Eviction of a tenant in DC is more difficult, time-consuming, and expensive than anywhere else in the country. The laws and regulations are heavily slanted against landlords and free lawyers are readily available to tenants. Presently, there are only ten (10) legal reasons that a landlord can evict a tenant, all of which are interpreted very strictly.
10 Reasons for Eviction
1. Non-payment of rent or other lease violations.
Seems simple, but it’s not. A non-paying tenant can defend an eviction by saying that the unit has housing code violations and their rent should be reduced. A tenant violating a non-economic term of the lease, gets 30 days to cure the lease violation. Either claim can be tried by a jury, which will cost the landlord months of time and thousands in legal fees.
2. Violation of the law.
If the tenant (or someone else) breaks the law in the unit, the landlord can initiate an eviction after a legally sufficient 30 day notice.
3. Personal use and occupancy.
A landlord can evict a tenant if the landlord intends to use the unit to occupy as a dwelling with 90 days’ notice. However, the unit cannot be rented out for 12 months following the eviction.

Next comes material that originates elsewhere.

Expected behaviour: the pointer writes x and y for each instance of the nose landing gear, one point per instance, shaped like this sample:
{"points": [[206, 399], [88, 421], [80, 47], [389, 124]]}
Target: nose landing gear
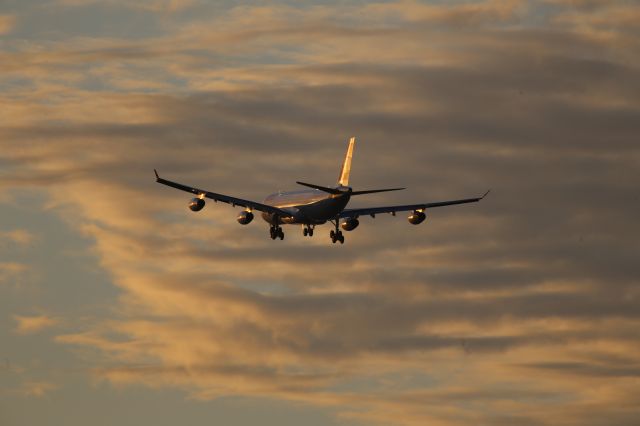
{"points": [[337, 234], [276, 231]]}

4. Personal use of a contract purchaser.
Again, using a 90 day notice, if the landlord sells the unit to someone who intends to live in it, the tenant can be evicted. Provided however, the landlord must give tenant appropriate notice of the sale and the opportunity to purchase, if applicable. Generally, tenants of single family homes (including condos) do not get the opportunity to purchase. There are some exceptions to this general rule and you should consult with an attorney before proceeding.
5. Renovations that cannot be done with the tenant in place.

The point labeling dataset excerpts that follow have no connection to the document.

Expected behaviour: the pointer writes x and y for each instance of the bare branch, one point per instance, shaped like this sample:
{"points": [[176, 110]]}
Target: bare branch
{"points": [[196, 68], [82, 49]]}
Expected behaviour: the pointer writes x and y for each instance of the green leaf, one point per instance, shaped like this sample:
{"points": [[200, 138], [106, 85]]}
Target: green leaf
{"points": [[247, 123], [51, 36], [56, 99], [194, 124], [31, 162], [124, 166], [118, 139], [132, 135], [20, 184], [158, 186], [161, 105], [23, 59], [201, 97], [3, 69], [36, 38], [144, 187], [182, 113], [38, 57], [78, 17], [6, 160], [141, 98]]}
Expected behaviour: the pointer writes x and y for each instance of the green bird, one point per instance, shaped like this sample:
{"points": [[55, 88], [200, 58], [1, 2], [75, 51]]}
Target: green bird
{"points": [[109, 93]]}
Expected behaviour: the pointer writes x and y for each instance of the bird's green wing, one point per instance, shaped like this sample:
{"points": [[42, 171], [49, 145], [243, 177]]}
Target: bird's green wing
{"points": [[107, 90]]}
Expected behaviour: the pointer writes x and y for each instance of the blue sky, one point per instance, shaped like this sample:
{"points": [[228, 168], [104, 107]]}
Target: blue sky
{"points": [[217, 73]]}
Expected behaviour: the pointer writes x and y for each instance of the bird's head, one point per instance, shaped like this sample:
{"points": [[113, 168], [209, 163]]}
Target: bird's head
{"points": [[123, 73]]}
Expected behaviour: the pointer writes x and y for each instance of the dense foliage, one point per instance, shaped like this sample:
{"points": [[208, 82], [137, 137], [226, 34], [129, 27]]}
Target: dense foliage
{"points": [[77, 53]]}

In order to accomplish this, there are pages and pages of restrictions, documentation requirements, and agency notifications. Additionally the tenant is entitled to relocation assistance and a 120 day notice. After the renovations, the tenant has the right to re-rent the unit. This option is a near logistical impossibility and as a result is rarely used.

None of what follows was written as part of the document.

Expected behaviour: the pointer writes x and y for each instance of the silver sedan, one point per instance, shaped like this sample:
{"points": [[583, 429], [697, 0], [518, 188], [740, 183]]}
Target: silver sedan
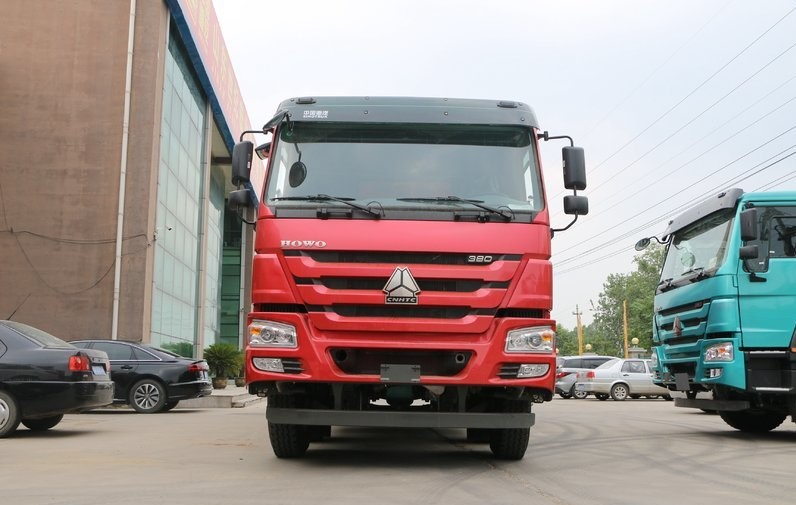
{"points": [[619, 379]]}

6. Demolition of the accommodation.
If a landlord intends to demolish a unit and replace it with new construction, after 180 days notice, relocation assistance, and the opportunity to purchase, if applicable, the landlord can initiate an eviction.
7. Substantial Rehabilitation.
If a landlord intends to substantially rehabilitate a rental unit, to bring it into compliance, the landlord can temporarily displace the tenant with 120 day notice. As is the case with a demolition, the landlord is required to provide relocation assistance.
8. Discontinuance of Housing Use.
If a litany of requirements and restrictions are met, such as rent restrictions if the property is returned to housing use, a tenant can be vacated on 120 days notice if the landlord stops using the unit as rental housing. Again the landlord must provide relocation assistance and give the tenant notice and/or an opportunity to purchase, when required.
9. Conversion to a condominium or cooperative.
To convert a building from rental housing to a condo or co-op, a majority of the tenants must vote in favor of the conversion. If the landlord succeeds, the tenants who opt not to purchase can be evicted on a 60 days’ notice.
10. Termination of subsidy contract.
If the tenant participates in a subsidized housing program, such as Section 8, the government can terminate the subsidy and/or the landlord can evict if the tenant is violating the law in a manner that jeopardizes life, health, and safety.
The most frequent question I get about evictions is whether a tenant can be evicted because the lease expires. NO you can’t. Like it or not,unless you have a reason from the list above, your tenant gets to stay, potentially forever.